04.02: The harmony of the sword and the word.

by June 27, 2012

Our society is characterized by paranoia for violence in the name of religion. We tend to fear theocracies, governments formed specifically for fulfilling religious agendas, because they will be intolerant towards all those who don’t agree with their sectarian agenda.

We may extrapolate that same fear on to the Bhagavad-gita when it talks about saintly kings who harmonize their lives with its wisdom (4.2). However, the Bhagavad-gita bombs our sectarian categories right at the start of its message. It declares that we are not our bodies, but are eternal souls who have no intrinsic connection with the bodies that we presently inhabit. Bodily misidentification is the basis of all sects, including even sects with religious nomenclature like Christians, Muslims and even Hindus.

Gita wisdom takes us beyond all our sectarian superficial notions of identity to our universal essence as souls. It urges us to act on that soul for our and others’ holistic upliftment – and to use the word and the sword for that universal purpose. (The word signifies our intellectual resources and the sword, our administrative resources.)

The Bhagavad-gita illustrates this holistic dynamism through the example of Krishna, who is actually God himself speaking the Gita. In the context of the Mahabharata, Krishna plays the rule of a prince, an administrator who uses the sword when necessary to protect dharma, moral and spiritual order. But in the context of the Gita, he accepts the role of a spiritual intellectual who empowers the warring prince with the word that raises the consciousness from the material to the spiritual.

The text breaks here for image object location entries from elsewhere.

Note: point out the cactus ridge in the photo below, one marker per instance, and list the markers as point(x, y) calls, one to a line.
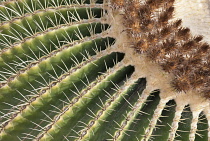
point(70, 70)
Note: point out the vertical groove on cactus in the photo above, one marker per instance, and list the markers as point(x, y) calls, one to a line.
point(100, 70)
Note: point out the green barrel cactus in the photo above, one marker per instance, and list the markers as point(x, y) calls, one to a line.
point(76, 70)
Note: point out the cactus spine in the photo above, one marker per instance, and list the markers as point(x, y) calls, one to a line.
point(81, 70)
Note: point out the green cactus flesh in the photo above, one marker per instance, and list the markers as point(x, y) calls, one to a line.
point(65, 74)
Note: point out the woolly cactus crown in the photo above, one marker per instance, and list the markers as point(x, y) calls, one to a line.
point(100, 70)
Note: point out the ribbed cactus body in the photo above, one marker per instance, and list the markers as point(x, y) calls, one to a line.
point(68, 72)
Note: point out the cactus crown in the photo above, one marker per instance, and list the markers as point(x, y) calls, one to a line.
point(101, 70)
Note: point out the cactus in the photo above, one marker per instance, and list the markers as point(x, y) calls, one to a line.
point(100, 70)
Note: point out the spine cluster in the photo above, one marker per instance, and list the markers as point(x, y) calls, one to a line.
point(154, 32)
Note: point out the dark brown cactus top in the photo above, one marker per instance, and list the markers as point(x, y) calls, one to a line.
point(154, 32)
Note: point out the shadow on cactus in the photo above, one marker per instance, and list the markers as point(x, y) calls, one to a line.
point(100, 70)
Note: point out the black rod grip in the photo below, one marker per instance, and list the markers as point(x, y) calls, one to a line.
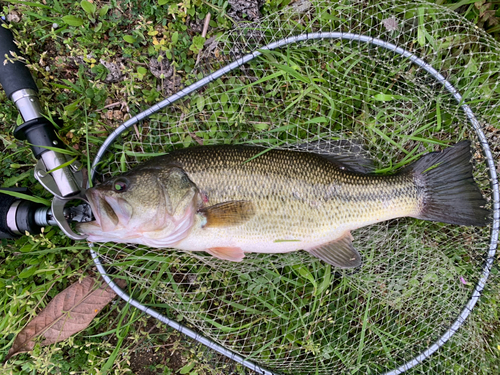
point(14, 75)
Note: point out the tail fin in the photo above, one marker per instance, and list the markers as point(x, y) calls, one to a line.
point(450, 194)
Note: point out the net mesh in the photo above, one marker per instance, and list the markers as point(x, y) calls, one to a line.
point(292, 313)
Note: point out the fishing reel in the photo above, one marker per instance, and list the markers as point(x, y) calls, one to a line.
point(62, 178)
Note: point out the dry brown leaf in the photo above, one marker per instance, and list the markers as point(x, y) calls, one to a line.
point(69, 312)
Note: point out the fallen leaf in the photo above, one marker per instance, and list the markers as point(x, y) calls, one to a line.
point(69, 312)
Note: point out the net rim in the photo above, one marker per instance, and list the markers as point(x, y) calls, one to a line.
point(281, 43)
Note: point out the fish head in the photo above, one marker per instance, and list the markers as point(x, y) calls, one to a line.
point(153, 206)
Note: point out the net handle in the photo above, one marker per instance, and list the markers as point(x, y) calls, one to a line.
point(243, 60)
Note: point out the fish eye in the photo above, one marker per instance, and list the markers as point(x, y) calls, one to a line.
point(120, 185)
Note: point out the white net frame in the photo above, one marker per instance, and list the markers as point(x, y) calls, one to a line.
point(418, 282)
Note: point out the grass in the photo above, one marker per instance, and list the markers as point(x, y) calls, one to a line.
point(291, 313)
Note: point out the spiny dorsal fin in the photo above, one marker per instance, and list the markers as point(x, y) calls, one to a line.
point(347, 153)
point(228, 214)
point(338, 253)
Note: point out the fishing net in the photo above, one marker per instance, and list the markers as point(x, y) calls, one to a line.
point(291, 313)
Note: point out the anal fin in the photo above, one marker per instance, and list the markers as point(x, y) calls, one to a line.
point(234, 254)
point(339, 253)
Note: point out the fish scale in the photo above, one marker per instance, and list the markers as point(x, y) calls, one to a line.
point(231, 200)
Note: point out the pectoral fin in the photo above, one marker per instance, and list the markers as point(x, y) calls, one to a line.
point(228, 214)
point(338, 253)
point(234, 254)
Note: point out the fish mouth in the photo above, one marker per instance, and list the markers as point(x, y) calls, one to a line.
point(105, 216)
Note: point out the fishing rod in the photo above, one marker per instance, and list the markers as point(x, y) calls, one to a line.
point(53, 169)
point(63, 179)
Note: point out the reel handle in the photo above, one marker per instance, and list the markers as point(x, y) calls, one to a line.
point(18, 216)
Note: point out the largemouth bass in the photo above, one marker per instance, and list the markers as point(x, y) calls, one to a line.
point(230, 200)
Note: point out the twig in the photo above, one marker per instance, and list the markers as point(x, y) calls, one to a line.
point(203, 34)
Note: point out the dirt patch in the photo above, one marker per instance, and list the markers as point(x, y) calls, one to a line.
point(152, 357)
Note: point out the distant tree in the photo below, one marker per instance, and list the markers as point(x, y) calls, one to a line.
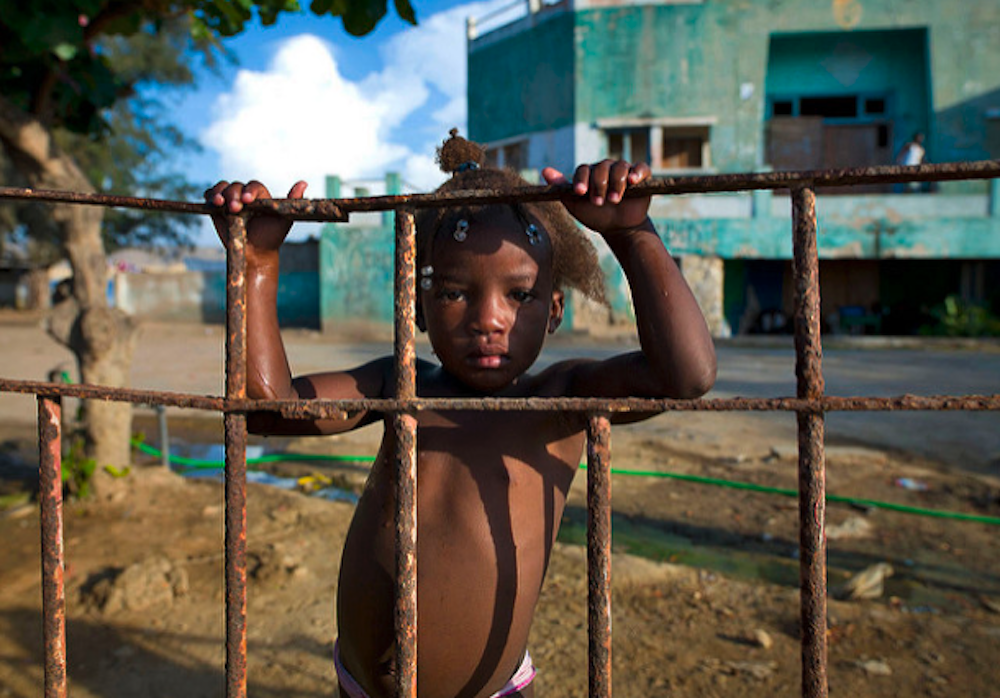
point(74, 116)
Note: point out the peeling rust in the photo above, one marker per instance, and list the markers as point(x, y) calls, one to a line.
point(405, 428)
point(812, 465)
point(599, 554)
point(53, 552)
point(236, 462)
point(339, 209)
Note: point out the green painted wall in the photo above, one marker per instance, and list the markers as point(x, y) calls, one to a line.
point(872, 229)
point(692, 59)
point(524, 83)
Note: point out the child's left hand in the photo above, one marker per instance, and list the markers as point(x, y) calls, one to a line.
point(605, 210)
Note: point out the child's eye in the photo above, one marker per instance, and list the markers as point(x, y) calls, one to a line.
point(451, 294)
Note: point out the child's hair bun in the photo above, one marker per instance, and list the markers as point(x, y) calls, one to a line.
point(459, 155)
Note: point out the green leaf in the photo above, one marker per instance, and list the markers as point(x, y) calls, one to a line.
point(405, 11)
point(361, 17)
point(65, 52)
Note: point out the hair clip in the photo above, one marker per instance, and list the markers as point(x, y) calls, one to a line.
point(426, 281)
point(533, 235)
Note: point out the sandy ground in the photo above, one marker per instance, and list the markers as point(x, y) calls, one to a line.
point(705, 600)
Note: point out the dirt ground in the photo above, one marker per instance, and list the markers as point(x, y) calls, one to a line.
point(704, 604)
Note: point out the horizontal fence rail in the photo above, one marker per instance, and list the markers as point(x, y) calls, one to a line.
point(810, 405)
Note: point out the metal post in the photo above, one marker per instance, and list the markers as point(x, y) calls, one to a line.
point(405, 427)
point(812, 471)
point(161, 423)
point(599, 554)
point(236, 463)
point(53, 552)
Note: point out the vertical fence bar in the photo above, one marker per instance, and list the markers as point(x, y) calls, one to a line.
point(599, 554)
point(812, 469)
point(405, 427)
point(53, 552)
point(236, 464)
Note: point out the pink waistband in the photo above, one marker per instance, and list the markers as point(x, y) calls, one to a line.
point(524, 675)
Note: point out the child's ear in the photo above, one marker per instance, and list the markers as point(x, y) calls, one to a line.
point(556, 310)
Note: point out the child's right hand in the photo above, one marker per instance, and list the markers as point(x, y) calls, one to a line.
point(264, 233)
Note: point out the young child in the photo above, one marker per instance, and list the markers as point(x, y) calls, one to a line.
point(490, 486)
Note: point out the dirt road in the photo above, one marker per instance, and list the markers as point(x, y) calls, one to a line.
point(709, 609)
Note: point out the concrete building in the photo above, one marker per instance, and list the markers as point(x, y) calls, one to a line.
point(713, 86)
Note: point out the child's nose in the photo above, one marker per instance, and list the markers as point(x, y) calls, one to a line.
point(490, 315)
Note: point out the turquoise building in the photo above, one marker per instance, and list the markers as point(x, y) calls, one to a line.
point(714, 86)
point(357, 262)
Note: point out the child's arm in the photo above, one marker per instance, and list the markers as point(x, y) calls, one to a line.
point(268, 374)
point(678, 357)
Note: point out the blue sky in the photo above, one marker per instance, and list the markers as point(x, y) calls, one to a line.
point(306, 100)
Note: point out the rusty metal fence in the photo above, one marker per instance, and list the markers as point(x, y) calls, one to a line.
point(810, 405)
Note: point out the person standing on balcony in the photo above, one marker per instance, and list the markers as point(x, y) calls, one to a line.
point(912, 153)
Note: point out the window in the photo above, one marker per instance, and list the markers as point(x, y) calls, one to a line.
point(664, 144)
point(629, 144)
point(684, 148)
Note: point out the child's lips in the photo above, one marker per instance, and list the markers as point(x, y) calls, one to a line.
point(488, 357)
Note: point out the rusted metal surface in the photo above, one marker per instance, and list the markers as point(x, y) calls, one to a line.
point(599, 554)
point(313, 409)
point(236, 462)
point(405, 428)
point(300, 209)
point(812, 466)
point(53, 552)
point(339, 209)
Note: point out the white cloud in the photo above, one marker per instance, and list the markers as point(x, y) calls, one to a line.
point(301, 118)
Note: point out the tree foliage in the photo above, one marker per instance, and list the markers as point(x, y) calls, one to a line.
point(55, 55)
point(99, 74)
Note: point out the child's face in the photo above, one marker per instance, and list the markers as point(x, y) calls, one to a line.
point(491, 302)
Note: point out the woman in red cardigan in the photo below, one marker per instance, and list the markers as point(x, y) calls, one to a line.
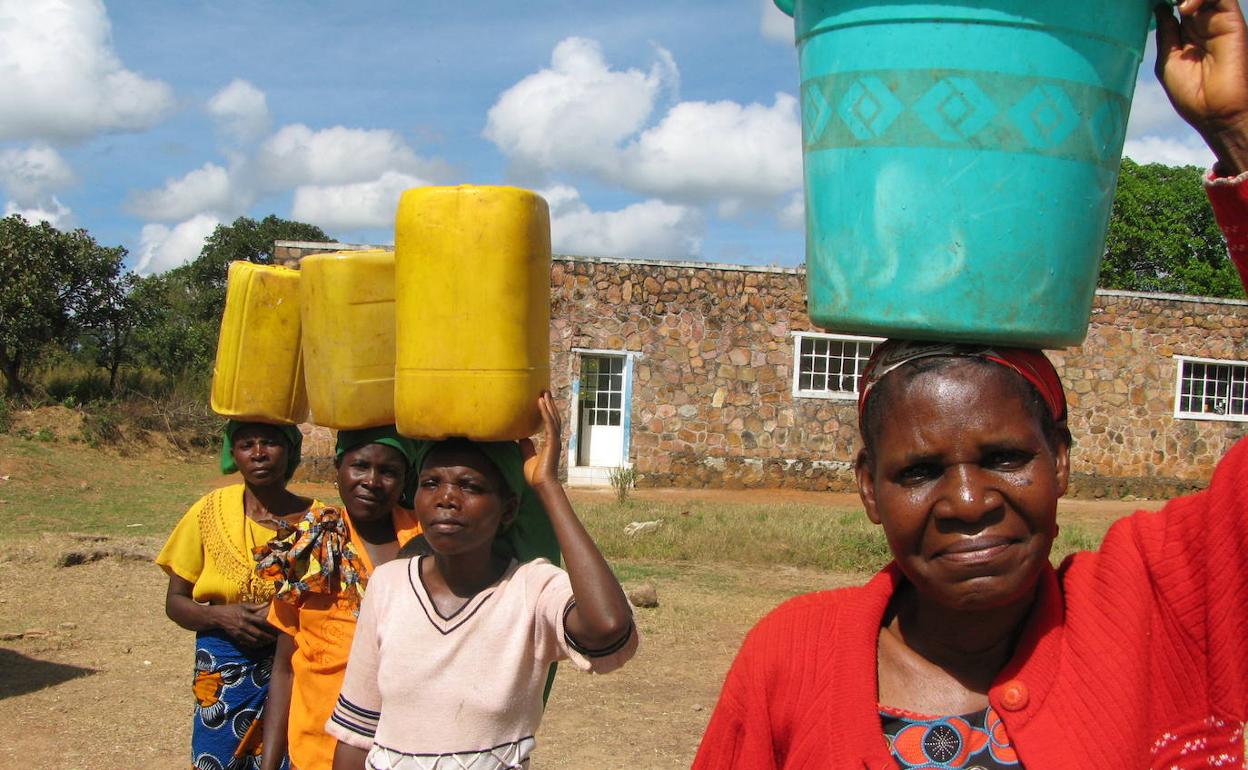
point(970, 650)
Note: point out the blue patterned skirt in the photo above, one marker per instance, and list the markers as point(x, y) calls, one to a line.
point(230, 687)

The Gita offers the word as the recommended way for going beyond sectarianism and uses the sword only as a last resort against those who have not only buried themselves in sectarian materialism but are bent on similarly burying the whole society.

Sectarian violence in the name of religion may sometimes makes us feel helpless and even godless, but if we empower ourselves with Gita wisdom, then we can strike proactively at sectarianism by using the word to take our consciousness far beyond petty sectarianism.